The L’Dor Va-Dor lawsuit challenges the state’s constitution, meaning a victory would only have legal implications in Florida. But success could pave the way for similar lawsuits in other states. It could also pave the way for other lawsuits alleging First Amendment violations that could have national implications.

“There is potential in an argument that says theological teachings put the pregnant person first,” Long said. “To succeed legally, it would have to be framed very carefully, which the Conservatives have done very successfully to achieve their political goals for several decades now.”

In fact, part of the uniqueness of the Florida lawsuit is that it is a rare example of liberals using tactics normally deployed by conservatives to try to sway the courts toward their own values. “It’s definitely a different angle and it’s really smart, given how the court has thought about religious liberty issues over the last decade and a half,” Long said.
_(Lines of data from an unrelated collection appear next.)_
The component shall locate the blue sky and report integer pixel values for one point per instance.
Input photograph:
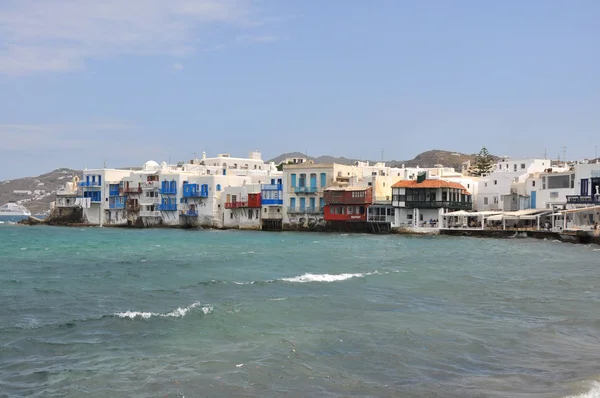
(83, 82)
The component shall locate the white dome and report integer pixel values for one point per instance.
(151, 165)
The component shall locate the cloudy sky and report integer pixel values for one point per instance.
(83, 82)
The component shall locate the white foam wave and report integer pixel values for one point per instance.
(593, 392)
(177, 313)
(322, 278)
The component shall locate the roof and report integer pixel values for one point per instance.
(428, 184)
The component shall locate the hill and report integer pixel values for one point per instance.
(425, 159)
(36, 193)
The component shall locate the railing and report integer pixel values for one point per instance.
(271, 187)
(94, 184)
(377, 218)
(439, 204)
(130, 190)
(305, 189)
(149, 213)
(272, 202)
(195, 194)
(235, 205)
(150, 184)
(306, 210)
(149, 200)
(579, 199)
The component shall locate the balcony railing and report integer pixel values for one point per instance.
(195, 194)
(235, 205)
(130, 190)
(149, 213)
(271, 187)
(91, 184)
(305, 189)
(439, 205)
(376, 218)
(150, 185)
(305, 210)
(579, 199)
(149, 200)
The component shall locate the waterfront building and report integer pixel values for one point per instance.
(492, 188)
(303, 188)
(346, 207)
(421, 203)
(272, 204)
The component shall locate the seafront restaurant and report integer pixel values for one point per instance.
(579, 219)
(529, 219)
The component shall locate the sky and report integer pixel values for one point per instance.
(85, 83)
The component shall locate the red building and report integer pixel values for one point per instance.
(347, 204)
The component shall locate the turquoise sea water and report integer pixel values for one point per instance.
(102, 312)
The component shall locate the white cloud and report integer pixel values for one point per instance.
(259, 38)
(60, 35)
(26, 137)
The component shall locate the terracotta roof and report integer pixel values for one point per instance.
(428, 184)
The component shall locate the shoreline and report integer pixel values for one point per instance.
(579, 237)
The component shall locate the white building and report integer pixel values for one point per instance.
(491, 188)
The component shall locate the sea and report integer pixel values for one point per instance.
(105, 312)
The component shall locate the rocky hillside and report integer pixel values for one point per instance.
(425, 159)
(36, 193)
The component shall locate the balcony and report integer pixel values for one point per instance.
(168, 191)
(130, 190)
(149, 200)
(439, 205)
(149, 213)
(90, 184)
(271, 187)
(150, 185)
(583, 200)
(305, 189)
(306, 210)
(235, 205)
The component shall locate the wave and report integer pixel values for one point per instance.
(593, 392)
(177, 313)
(322, 277)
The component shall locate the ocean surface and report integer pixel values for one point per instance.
(101, 312)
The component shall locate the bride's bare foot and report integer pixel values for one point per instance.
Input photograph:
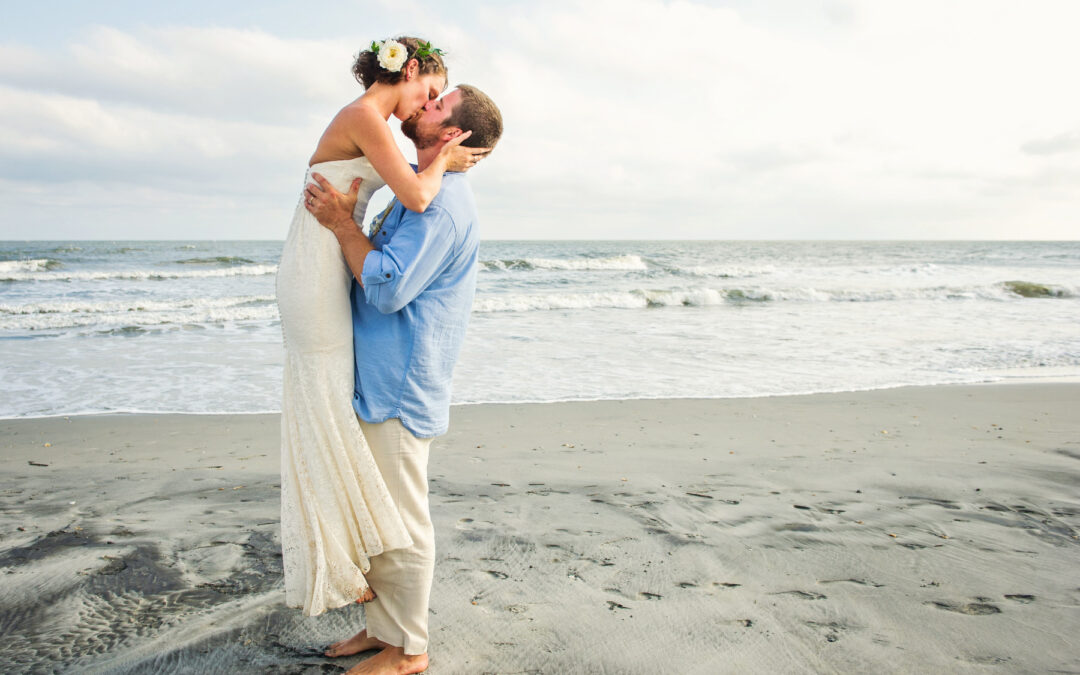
(356, 644)
(367, 595)
(391, 660)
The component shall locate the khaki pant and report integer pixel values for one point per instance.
(402, 578)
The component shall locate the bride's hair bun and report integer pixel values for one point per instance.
(368, 71)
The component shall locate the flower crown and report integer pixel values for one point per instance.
(392, 54)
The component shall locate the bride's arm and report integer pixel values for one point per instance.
(414, 190)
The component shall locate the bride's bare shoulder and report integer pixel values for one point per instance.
(355, 112)
(349, 132)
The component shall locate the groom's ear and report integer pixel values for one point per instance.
(450, 133)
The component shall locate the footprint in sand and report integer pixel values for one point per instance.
(1021, 597)
(974, 609)
(859, 581)
(806, 595)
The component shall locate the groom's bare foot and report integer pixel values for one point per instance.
(391, 661)
(356, 644)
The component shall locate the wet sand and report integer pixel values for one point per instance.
(909, 530)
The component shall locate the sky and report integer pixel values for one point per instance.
(624, 119)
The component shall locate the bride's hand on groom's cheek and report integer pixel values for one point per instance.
(331, 207)
(459, 158)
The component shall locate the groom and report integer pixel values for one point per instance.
(412, 298)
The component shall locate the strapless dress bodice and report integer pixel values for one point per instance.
(341, 173)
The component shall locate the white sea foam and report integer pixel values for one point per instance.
(14, 267)
(110, 314)
(623, 262)
(246, 270)
(639, 298)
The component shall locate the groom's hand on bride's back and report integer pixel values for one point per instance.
(331, 207)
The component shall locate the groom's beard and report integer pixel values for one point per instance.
(412, 131)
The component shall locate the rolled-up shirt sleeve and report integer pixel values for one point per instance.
(417, 252)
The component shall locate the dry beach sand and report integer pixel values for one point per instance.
(910, 530)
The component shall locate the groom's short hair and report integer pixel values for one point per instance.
(476, 112)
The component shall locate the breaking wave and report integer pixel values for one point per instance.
(640, 298)
(39, 273)
(623, 262)
(130, 314)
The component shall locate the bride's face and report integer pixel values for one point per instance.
(418, 91)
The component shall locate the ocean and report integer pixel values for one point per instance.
(96, 326)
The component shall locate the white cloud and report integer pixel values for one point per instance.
(623, 119)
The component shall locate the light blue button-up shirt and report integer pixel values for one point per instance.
(409, 318)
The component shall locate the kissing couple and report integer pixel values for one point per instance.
(373, 326)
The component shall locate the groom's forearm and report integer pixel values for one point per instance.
(355, 246)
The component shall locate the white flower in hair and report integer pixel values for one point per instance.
(392, 55)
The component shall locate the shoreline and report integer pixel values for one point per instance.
(909, 529)
(1004, 378)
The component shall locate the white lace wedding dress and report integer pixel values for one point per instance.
(336, 512)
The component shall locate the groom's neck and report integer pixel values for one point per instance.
(427, 156)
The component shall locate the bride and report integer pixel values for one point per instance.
(336, 512)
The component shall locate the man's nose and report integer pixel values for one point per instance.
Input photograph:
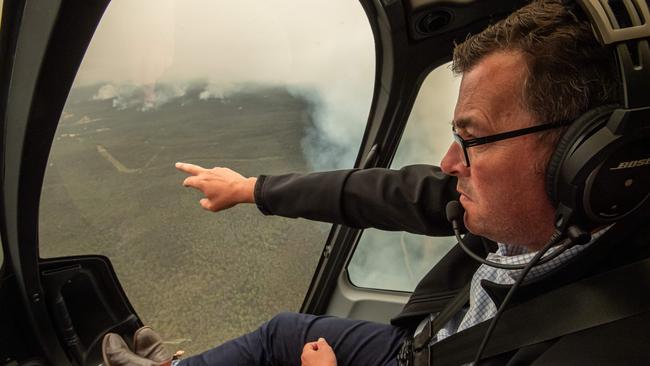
(452, 163)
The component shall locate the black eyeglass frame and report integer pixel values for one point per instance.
(465, 144)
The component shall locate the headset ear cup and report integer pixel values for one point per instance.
(575, 130)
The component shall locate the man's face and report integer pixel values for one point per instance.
(503, 190)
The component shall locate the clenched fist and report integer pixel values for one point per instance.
(318, 353)
(223, 188)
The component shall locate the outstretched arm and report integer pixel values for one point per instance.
(411, 199)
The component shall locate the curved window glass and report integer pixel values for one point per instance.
(260, 87)
(398, 260)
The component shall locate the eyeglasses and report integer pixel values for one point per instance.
(465, 144)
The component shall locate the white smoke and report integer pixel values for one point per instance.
(320, 51)
(219, 91)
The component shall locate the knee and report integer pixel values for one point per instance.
(282, 320)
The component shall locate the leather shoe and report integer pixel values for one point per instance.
(148, 344)
(116, 353)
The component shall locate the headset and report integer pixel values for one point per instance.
(599, 172)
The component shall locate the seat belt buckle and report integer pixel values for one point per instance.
(405, 354)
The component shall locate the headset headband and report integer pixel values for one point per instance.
(634, 64)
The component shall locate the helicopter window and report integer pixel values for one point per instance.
(250, 85)
(425, 141)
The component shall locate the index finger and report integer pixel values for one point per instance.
(189, 168)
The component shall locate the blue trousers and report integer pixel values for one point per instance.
(279, 342)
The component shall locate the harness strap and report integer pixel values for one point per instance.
(422, 340)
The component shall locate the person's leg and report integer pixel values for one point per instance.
(280, 342)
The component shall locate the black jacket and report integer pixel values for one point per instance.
(413, 199)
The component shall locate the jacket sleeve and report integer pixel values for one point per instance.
(411, 199)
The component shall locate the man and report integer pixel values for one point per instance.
(542, 65)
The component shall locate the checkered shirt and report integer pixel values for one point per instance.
(481, 307)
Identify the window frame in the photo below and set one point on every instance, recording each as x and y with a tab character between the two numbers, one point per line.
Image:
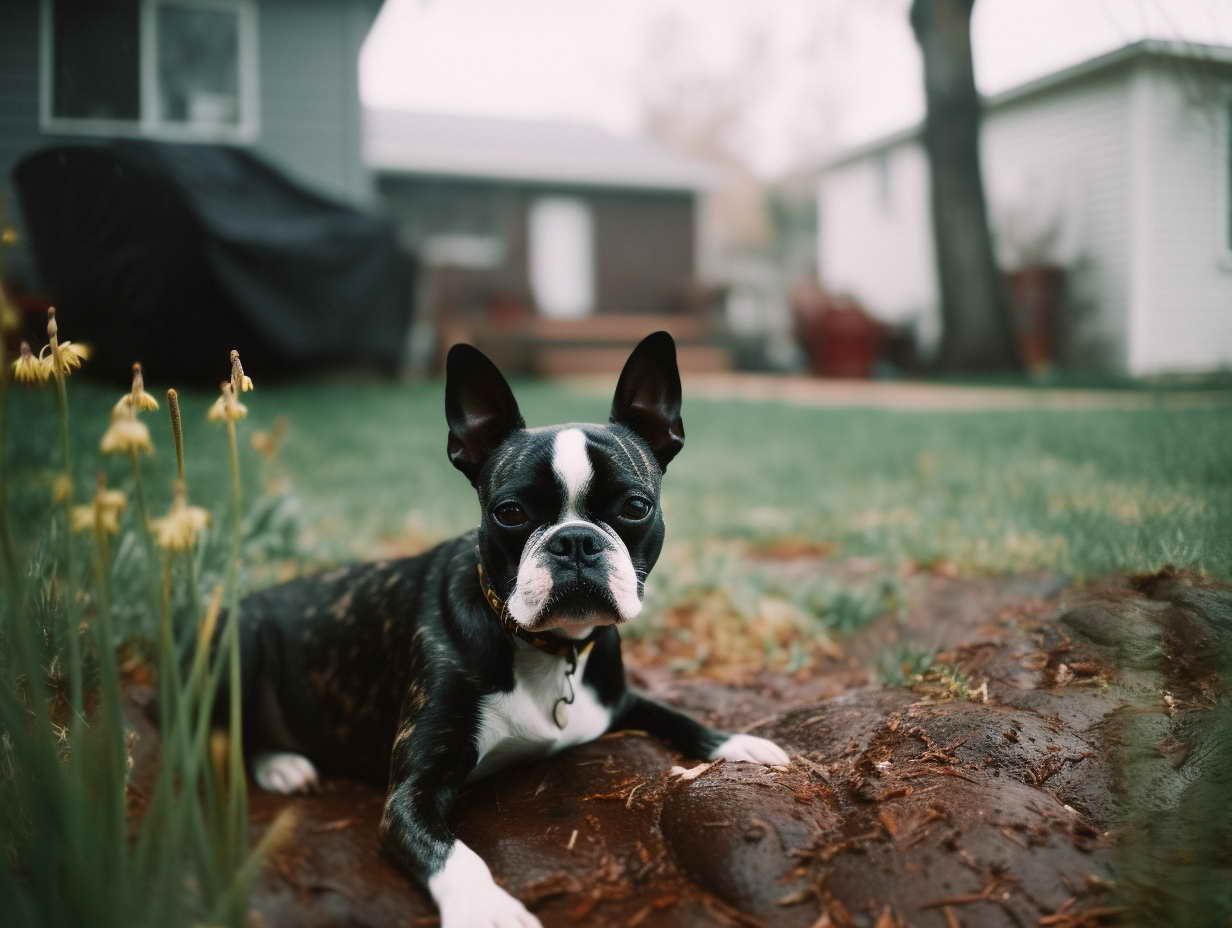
148	126
1225	179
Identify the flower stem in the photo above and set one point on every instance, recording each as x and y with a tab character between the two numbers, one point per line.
134	456
6	547
68	593
238	785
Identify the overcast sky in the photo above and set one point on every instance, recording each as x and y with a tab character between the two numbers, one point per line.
851	61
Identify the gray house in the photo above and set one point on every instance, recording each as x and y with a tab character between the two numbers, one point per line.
279	77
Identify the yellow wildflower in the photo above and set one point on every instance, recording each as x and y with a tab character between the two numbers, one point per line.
72	355
240	381
179	529
227	408
102	514
28	369
137	398
63	355
62	488
126	433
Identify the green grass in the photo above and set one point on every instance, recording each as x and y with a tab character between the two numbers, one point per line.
1079	492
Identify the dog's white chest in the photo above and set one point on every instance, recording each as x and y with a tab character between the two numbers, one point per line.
521	724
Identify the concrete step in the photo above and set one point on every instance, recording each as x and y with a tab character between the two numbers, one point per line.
569	361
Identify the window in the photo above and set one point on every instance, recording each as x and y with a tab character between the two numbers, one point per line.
180	69
562	256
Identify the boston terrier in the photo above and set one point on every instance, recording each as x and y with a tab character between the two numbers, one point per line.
500	645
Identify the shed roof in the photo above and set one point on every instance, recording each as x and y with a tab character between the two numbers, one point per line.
1189	51
540	150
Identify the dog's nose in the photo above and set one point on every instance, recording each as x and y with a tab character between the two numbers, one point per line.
575	546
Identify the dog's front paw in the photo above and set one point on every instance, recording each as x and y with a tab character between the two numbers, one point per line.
750	748
285	773
486	906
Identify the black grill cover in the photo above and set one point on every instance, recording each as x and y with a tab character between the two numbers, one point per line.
173	254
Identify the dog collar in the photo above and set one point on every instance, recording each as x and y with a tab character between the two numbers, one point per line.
546	641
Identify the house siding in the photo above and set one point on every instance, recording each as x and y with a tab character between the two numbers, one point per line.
308	91
1185	314
644	242
1061	152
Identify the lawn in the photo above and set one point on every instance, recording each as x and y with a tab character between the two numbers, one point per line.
1081	492
770	509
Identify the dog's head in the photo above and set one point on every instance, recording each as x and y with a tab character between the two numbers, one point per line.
571	518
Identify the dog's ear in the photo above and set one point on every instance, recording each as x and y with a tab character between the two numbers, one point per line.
479	407
648	396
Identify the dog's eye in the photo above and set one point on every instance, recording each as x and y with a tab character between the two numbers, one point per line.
510	515
636	508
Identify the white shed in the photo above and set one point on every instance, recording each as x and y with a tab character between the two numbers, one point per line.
1119	169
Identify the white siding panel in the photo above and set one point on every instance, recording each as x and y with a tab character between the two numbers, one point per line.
875	240
1185	323
1063	157
1056	159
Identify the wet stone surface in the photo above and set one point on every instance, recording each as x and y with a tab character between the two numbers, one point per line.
1004	804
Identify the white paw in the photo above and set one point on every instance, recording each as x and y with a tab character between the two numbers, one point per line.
468	897
285	773
753	749
486	907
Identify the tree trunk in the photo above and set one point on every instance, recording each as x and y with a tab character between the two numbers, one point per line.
977	332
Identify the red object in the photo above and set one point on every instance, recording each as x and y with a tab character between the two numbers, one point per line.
850	340
1036	295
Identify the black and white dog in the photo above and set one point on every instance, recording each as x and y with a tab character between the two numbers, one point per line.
495	646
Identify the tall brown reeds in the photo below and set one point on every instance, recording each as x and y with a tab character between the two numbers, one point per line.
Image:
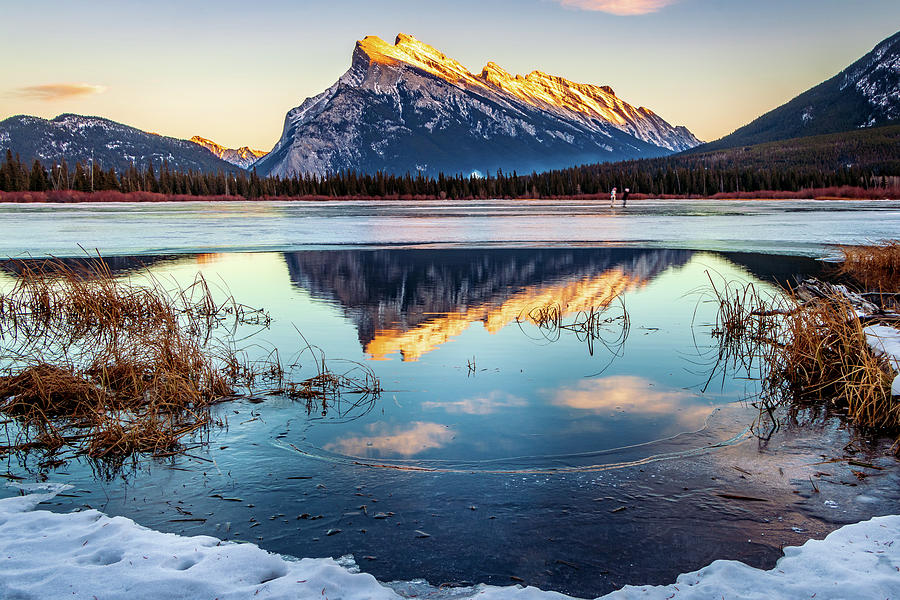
109	367
875	267
803	352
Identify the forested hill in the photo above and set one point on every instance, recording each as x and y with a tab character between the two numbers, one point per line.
867	158
865	94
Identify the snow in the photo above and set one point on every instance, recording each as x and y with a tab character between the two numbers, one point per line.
885	341
87	554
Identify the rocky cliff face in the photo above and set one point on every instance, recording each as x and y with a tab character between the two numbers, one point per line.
408	107
242	157
77	138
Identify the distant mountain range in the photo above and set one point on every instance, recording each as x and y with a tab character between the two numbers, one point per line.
408	107
114	145
865	94
242	157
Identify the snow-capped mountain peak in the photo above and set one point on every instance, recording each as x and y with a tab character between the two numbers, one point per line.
408	107
242	157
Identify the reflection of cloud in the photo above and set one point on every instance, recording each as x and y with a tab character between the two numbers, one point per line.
416	438
58	91
619	7
630	394
483	405
578	295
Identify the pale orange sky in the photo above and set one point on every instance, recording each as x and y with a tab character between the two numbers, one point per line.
230	71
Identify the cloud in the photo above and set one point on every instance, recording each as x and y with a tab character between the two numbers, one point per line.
632	395
58	91
482	405
619	7
398	441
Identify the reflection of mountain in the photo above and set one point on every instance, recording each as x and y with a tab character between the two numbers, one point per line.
412	301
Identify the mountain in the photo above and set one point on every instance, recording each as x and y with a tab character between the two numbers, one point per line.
408	107
74	137
242	157
865	94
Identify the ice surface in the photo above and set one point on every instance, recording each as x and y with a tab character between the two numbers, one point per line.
786	227
885	341
88	554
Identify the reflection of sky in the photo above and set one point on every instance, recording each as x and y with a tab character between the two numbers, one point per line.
582	294
526	398
478	405
632	395
405	441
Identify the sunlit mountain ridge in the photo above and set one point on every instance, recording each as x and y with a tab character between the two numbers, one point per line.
408	107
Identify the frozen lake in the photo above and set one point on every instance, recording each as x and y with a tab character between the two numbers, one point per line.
787	227
568	463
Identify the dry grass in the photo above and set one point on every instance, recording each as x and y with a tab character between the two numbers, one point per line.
108	368
607	325
875	267
805	352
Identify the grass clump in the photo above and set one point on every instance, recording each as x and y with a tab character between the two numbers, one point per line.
875	267
809	345
108	367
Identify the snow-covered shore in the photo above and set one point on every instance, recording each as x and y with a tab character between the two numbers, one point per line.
46	555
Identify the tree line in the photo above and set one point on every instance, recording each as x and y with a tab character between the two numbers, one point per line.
856	160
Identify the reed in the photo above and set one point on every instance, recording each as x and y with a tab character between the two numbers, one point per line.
876	267
805	352
109	368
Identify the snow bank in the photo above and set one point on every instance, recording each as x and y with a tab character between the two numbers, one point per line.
45	555
885	341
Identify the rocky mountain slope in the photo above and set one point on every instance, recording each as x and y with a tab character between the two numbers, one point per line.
408	107
865	94
242	157
75	137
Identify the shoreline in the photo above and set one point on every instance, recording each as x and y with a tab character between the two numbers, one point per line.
108	197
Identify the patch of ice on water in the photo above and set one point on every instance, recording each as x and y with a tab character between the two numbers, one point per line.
86	554
885	341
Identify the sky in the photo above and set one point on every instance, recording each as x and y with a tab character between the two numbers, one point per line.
229	70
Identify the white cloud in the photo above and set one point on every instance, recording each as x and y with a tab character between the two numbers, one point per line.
619	7
58	91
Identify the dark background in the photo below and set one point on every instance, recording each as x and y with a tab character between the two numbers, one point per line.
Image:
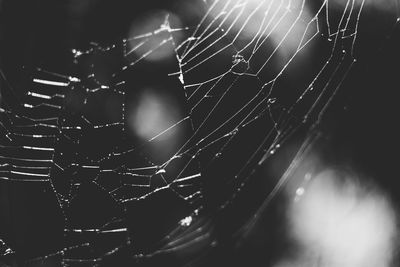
360	128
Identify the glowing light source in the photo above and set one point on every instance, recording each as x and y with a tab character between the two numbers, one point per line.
339	223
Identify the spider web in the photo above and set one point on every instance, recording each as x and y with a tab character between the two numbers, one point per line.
233	71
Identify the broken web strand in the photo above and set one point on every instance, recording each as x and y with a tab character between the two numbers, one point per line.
183	61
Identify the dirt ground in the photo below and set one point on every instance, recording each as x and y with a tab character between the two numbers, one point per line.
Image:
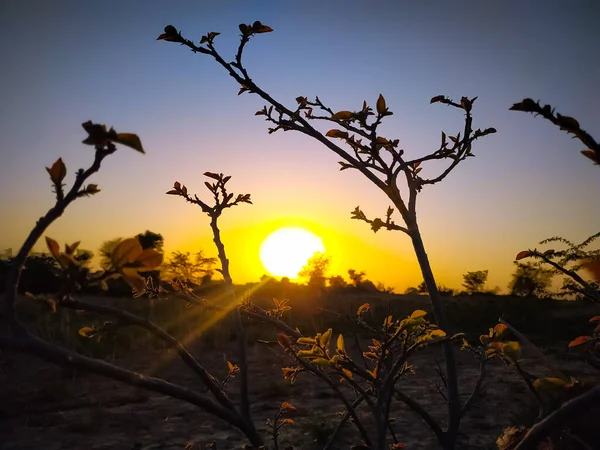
43	407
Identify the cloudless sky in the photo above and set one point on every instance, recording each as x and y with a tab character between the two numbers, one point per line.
66	62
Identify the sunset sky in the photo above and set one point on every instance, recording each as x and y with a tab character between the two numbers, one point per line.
66	62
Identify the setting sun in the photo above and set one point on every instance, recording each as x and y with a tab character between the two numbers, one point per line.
285	251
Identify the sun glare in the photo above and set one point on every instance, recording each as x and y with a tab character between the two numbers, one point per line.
285	251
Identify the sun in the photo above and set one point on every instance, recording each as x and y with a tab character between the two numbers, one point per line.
285	251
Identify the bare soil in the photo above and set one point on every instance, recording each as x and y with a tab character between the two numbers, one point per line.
46	407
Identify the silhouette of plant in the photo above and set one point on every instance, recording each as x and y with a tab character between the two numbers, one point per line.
377	157
474	281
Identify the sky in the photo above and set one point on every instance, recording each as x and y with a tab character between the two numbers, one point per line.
66	62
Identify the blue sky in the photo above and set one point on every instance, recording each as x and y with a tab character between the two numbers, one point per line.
66	62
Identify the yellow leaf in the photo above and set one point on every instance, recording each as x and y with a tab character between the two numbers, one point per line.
337	133
57	171
342	115
418	313
512	351
126	252
321	362
149	259
85	331
438	334
499	330
326	338
523	254
130	140
580	341
340	344
285	406
53	247
381	107
594	268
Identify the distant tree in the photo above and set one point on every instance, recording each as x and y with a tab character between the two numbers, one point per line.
474	281
316	269
530	279
149	239
337	282
357	278
422	288
188	268
106	249
383	288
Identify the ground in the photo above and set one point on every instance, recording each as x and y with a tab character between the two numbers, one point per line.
45	407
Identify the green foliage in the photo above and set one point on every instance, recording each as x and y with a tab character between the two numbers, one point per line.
187	268
474	281
530	280
316	269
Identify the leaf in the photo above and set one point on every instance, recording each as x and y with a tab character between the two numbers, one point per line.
53	247
212	175
321	362
527	105
524	254
594	268
566	122
363	309
326	338
591	155
381	106
337	133
86	331
418	313
437	333
170	35
149	259
580	341
285	406
512	350
58	171
258	27
340	344
343	115
126	252
130	140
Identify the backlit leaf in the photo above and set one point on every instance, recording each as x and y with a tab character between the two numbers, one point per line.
53	247
85	331
149	259
130	140
337	133
381	107
340	344
580	341
58	171
342	115
126	252
594	268
321	362
418	313
523	254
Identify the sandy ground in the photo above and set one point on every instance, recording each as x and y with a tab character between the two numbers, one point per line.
44	407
Still, while the Florida lawsuit contains “an argument that needs to be taken seriously,” Mehta said no one can guess what the outcome will be. Most likely, there will be no quick or easy wins for those fighting to regain the right to abortion. Instead, they are likely to face legal hurdles, state-by-state battles, and bitter divisions on either side.

“It’s a deeply polarized environment,” Mehta said, adding that Jewish activists also face rising rates of anti-Semitism.

And the price of failure in Florida can be high. A loss would give other courts grounds to rule against similar cases and could look like another nail in the coffin of reproductive rights in the United States.

“It’s high stakes in some ways,” Long said. “But you could say, given that Roe v. Wade is now gone, there’s not much else to lose by trying.”